Parks are for breathing fresh air so any vehicles apart from say electric vehicles have no place in a park

chaos | 3 years ago

Sad move by Royal Parks. Sad and so predictable.

As for the "6-month trial", it was 'trialled' for years with cars in the park and briefly during lock-down without the cars: what's to prove? The various tribes - drivers, cyclists, pedestrians do not mix very well.

I used to cycle in the park several times a week, but accepted giving it up for the good and benefit of families and wildlife. Cannot say the same for car usage!

The only car usage I would, unhappily, support is drivers accessing the nearest park car park and then the car occupants, walk, cycle, ride a horse. Not going to add skateboards because those riders constantly remind me I will never master that skill.

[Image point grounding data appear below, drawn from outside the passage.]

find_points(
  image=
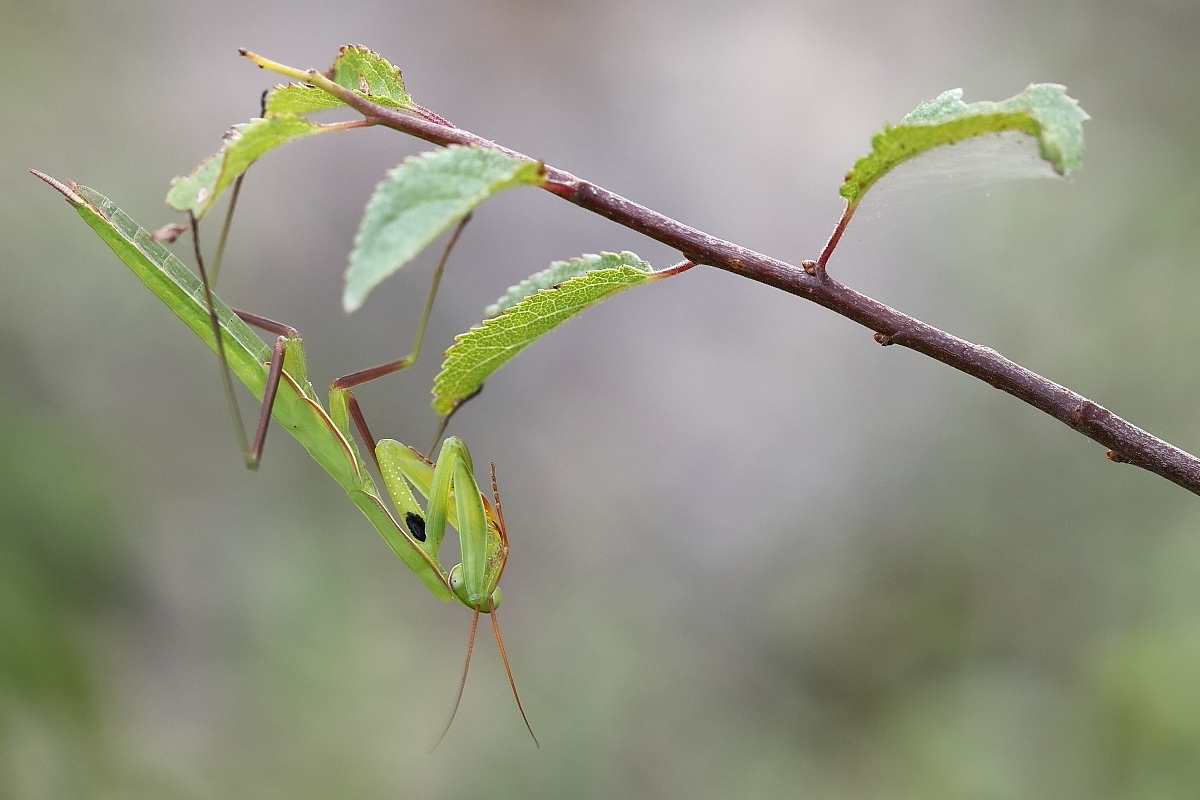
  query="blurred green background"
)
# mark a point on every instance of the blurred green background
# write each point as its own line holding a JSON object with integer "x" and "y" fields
{"x": 754, "y": 553}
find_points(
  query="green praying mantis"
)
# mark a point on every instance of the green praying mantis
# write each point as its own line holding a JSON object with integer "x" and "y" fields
{"x": 279, "y": 376}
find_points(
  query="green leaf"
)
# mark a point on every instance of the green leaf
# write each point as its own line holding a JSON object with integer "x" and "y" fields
{"x": 357, "y": 68}
{"x": 297, "y": 407}
{"x": 299, "y": 98}
{"x": 1043, "y": 110}
{"x": 419, "y": 200}
{"x": 244, "y": 144}
{"x": 485, "y": 348}
{"x": 559, "y": 271}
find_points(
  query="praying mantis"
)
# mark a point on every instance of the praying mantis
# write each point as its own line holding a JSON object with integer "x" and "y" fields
{"x": 279, "y": 376}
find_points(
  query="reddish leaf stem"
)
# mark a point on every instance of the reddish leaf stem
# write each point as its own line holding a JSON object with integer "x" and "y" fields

Finally, I hope Royal Parks add road-kill to their stat's. Thirteen squashed things is my record count for a 25- mile ride. Well squashed too, more than 25c!



Sriracha | 3 years ago

At a time when the government is trying to increase segregated infrastructure for active transport this does seem like an especially obtuse step.

mpdouglas | 3 years ago

Shame on Royal Parks! Both of the sections that have been re-opened to cars have a perfectly good road running almost exactly parallel (pretty much tracking the brown border to the map). There is not a single good reason why cars need to use these stretches of the park roads other than to rat run. Where is the sense in this? They had a perfect opportunity to leave the restrictions in place and bring about their strategy for change in an accelerated way. Another spineless decision that yields to the car lobby.